Wood was cut too much in Washington, however, so where he could he used straw-bale or, better, cob. Most of his buildings had cob on the outer walls, an excellent insulation. It was just water, sand, clay and straw, an age-old recipe, but his had more straw and sometimes no sand. For strength, you needed fibre. It was creamy then, so inviting, and as it dried he could sculpt it and free-form it any way he chose. He carved dragons, flowers and, round the doorway of one yoga-yurt, giant female genitalia. Mixing up cob was pretty physical too, in big troughs into which he and his friends would jump naked to stomp the stuff around. He met his second wife Bonnie that way. Cob was also what caked him from day to day, matting his hair, sticking to his clothes. But Earth wasn’t dirty. Rolling in it and rolling on it were just fine.

His parents had raised cattle and kept pigs and chickens, but he never wanted to build fences or chase cows. Or, for that matter, eat three meals a day of meat cooked in bacon grease, like his father. He was vegetarian early and, though he might have made a good linebacker, inclined more to art and drafting. He began to study building as a third-grader, watching a new gym go up at his school. His college building designs were so wild, though, that he was recommended to get a hammer and construct them himself. So in 1976, with the help of his younger brother Tim, he did. He called his first attempt the Earth House; his solar-power ideas were primitive, but it was good to live in, and had bronze hands holding up the roof-beams. His next big idea was the Sky House with its peaked, flyaway roofs, a building that felt to him as if it could pick him up and scatter him to the wind.

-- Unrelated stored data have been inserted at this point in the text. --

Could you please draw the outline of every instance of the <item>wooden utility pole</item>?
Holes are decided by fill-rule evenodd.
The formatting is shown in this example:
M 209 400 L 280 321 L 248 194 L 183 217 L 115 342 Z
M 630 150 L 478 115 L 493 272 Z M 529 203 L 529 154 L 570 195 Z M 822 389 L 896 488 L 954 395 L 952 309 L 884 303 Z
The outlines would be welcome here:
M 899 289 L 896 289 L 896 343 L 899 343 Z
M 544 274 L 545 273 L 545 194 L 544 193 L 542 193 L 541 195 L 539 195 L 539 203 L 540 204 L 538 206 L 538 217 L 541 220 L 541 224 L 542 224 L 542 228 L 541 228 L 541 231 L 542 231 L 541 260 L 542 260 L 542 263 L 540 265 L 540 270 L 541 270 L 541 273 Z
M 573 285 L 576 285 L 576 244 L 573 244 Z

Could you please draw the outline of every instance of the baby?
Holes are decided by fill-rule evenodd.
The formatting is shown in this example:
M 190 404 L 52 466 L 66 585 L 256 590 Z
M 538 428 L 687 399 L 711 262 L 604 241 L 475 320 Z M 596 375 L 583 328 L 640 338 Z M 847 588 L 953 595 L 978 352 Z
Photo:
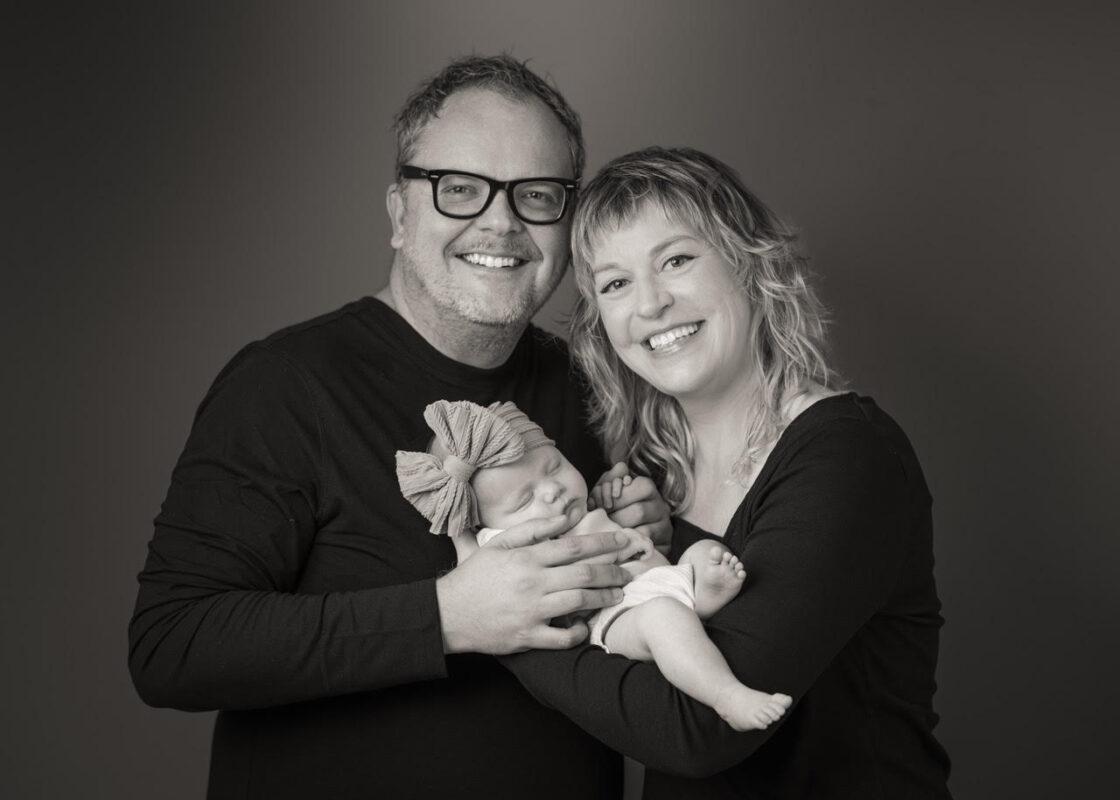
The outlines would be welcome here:
M 575 523 L 564 534 L 619 528 L 603 510 L 625 482 L 608 473 L 595 487 L 588 511 L 587 485 L 555 442 L 513 403 L 484 408 L 439 400 L 424 410 L 435 433 L 427 453 L 399 451 L 397 478 L 405 498 L 450 535 L 459 560 L 500 537 L 506 528 L 566 514 Z M 685 694 L 715 711 L 736 730 L 766 728 L 790 707 L 784 694 L 740 683 L 704 632 L 705 620 L 743 586 L 742 563 L 721 543 L 688 548 L 676 565 L 634 532 L 617 560 L 633 579 L 617 605 L 588 620 L 590 641 L 610 653 L 652 661 Z

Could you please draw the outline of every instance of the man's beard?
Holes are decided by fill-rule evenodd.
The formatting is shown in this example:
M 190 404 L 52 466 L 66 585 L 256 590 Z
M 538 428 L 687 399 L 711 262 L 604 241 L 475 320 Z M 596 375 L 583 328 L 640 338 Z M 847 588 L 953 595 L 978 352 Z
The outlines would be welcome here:
M 496 302 L 492 297 L 482 298 L 463 291 L 450 275 L 426 275 L 423 270 L 416 268 L 408 254 L 401 255 L 407 262 L 403 265 L 403 277 L 410 294 L 424 294 L 440 311 L 464 322 L 492 328 L 524 328 L 552 296 L 563 278 L 561 272 L 551 286 L 543 287 L 543 291 L 536 284 L 530 283 L 518 289 L 516 294 L 504 294 L 501 301 Z

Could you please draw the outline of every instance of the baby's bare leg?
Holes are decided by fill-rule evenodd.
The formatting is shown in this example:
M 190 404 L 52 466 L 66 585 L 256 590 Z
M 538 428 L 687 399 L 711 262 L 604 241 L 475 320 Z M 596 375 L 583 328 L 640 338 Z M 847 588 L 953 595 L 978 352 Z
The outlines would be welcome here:
M 678 564 L 691 564 L 695 575 L 696 613 L 708 619 L 739 594 L 747 571 L 743 562 L 720 542 L 704 539 L 681 555 Z
M 612 653 L 653 661 L 671 684 L 714 708 L 735 730 L 766 728 L 793 702 L 741 684 L 696 613 L 670 597 L 655 597 L 622 614 L 607 629 L 605 644 Z

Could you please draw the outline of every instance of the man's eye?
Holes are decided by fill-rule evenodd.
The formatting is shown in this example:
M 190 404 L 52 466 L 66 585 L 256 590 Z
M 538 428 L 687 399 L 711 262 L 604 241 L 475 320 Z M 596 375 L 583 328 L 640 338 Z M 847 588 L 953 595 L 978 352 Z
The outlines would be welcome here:
M 440 192 L 442 194 L 459 194 L 459 195 L 474 194 L 475 193 L 475 188 L 473 186 L 463 186 L 463 185 L 445 186 L 440 190 Z
M 608 292 L 618 291 L 627 284 L 625 278 L 615 278 L 613 281 L 607 281 L 599 288 L 599 294 L 607 294 Z
M 693 256 L 673 256 L 672 258 L 666 260 L 665 266 L 669 269 L 677 269 L 678 267 L 683 267 L 692 259 Z

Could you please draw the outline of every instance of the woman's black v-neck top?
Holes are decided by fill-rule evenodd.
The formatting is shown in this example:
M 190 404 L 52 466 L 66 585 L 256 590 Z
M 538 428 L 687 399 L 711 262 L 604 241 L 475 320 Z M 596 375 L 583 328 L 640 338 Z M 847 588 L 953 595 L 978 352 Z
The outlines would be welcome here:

The Sky House, built by SunRay Kelly, in Sedro-Woolley, Washington
image: New York Times/Redux/Eyevine

Mother Nature was the greatest artist and his true drafting-teacher, and the woods were her store. He simply copied her. Nature abhorred a straight line, therefore so did he. He went with curves and circles as the most resilient shapes in nature. Natural heating and cooling through the cob, natural lighting, compost outhouses, living roofs, solar power; and floors (of cob again, but with more sand) that were smoothly hummocky, not flat. He wanted his buildings to sing and dance, to be full of the energy of the spirit of life that moved through everything. His rafters spiralled towards circular skylights, his jambs and lintels flowed and round poles made his timber-framing. He had to visit the sawmill sometimes, for 2x4s and 2x6s to reinforce the walls, but their relentless straightness was disguised. In the same way he had to hit town sometimes for supplies, but travelled low and close to Earth on his electric-powered recumbent bike, strung with fluttering prayer-flags.

There was a business model here, somewhere. He advertised locally, offering to design and build a small modular house in a week for $15,000-20,000. No permit needed. His latest reconditioned camper-van could be had (can still be had) for $59,000, including a new carburetor, tyres and brakes. Most of the buildings on his own patch were rented out as B&Bs.

Business went slowly. Yet he hardly minded, because it was not the reason he was there. The best thing he had done was to make the ten ponds on his homestead in the pits he had dug to get the clay out. When he filled the ponds the frogs came, the eagles came, the herons came, the otters came. He had created an ecosystem himself. Similarly, in the orchard, where he had grafted dozens of new apple varieties on old, bent, moss-laden trees, he had created an “edible forest”. Besides the apples he had nut trees and berry bushes, and to these bear came, deer came, flocks of birds, and he came too for most of his meals in fruit season. Here was another ecosystem which would comfortably outlast him.

The Native Americans of that part of west Washington had lived down on the water, not in the mountains. But he liked a saying of theirs: each human being had a song, and once you found your song, you needed no other blessing. For everything would come to you.